Since IBM, the integrator on the software upgrade, and SAP sent in consultants, "the problems that we could blame on software [have been] diminishing pretty dramatically," Morphis said during the webcast.

Company employees are "now making sure we are effectively using the software," he said. "We learned during the quarter [that] we had a couple programs we just weren"t using correctly. Now that we"ve figured those things out, we think that by the end of this quarter, we should be making pretty good headway."

In an interview, Morphis said the most persistent problem has been the inability to supply furniture frames, which are manufactured internally, in a timely manner. The delays arose from a change in the way the 5,500 wooden pieces that are assembled into the frames are stored and handled. It was also difficult to get accurate data to predict demand, in part because SAP requires real-time information feeds on inventory usage while Rowe"s staff was accustomed to doing batch downloads at the end of each day.

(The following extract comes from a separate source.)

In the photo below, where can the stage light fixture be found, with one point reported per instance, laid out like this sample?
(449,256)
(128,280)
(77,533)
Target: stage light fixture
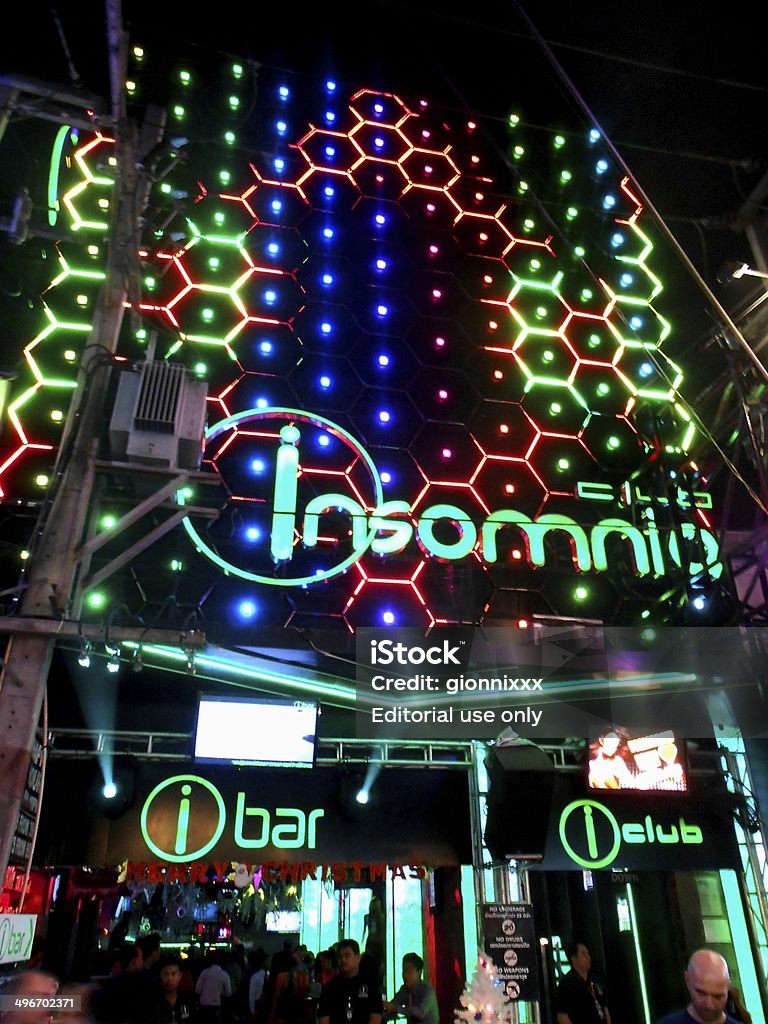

Moreover, there were difficulties in converting from a system that handled inventory at the subassembly level, such as a completed backrest, to one that functioned at the individual component level, said Morphis. "We didn"t anticipate these problems as well as we should have. We got behind in the physical manufacturing process."

He declined to divulge the overall cost of the system or how much the resulting problems will cost to fix. But he said the latter would probably not be "significant."

As part of the company"s ongoing turnaround, Rowe employees are getting additional training on the system. The company has also made production more efficient by pooling similar orders instead of running the line in a one-off way.

"We are, we believe, almost out of the woods," said Morphis, adding that the backlog should be fulfilled over the next two quarters. Even with the recent problems, the new ERP system should provide a backbone for the company to find further savings.

William Wohl, a spokesman for SAP Americas Inc., said SAP knows from experience that any company that goes through such an enormous business transformation almost always faces short-term challenge. Nevertheless, such companies ultimately achieve "those objectives to transform the business, and Rowe has indicated to us they see the light at the end of the tunnel."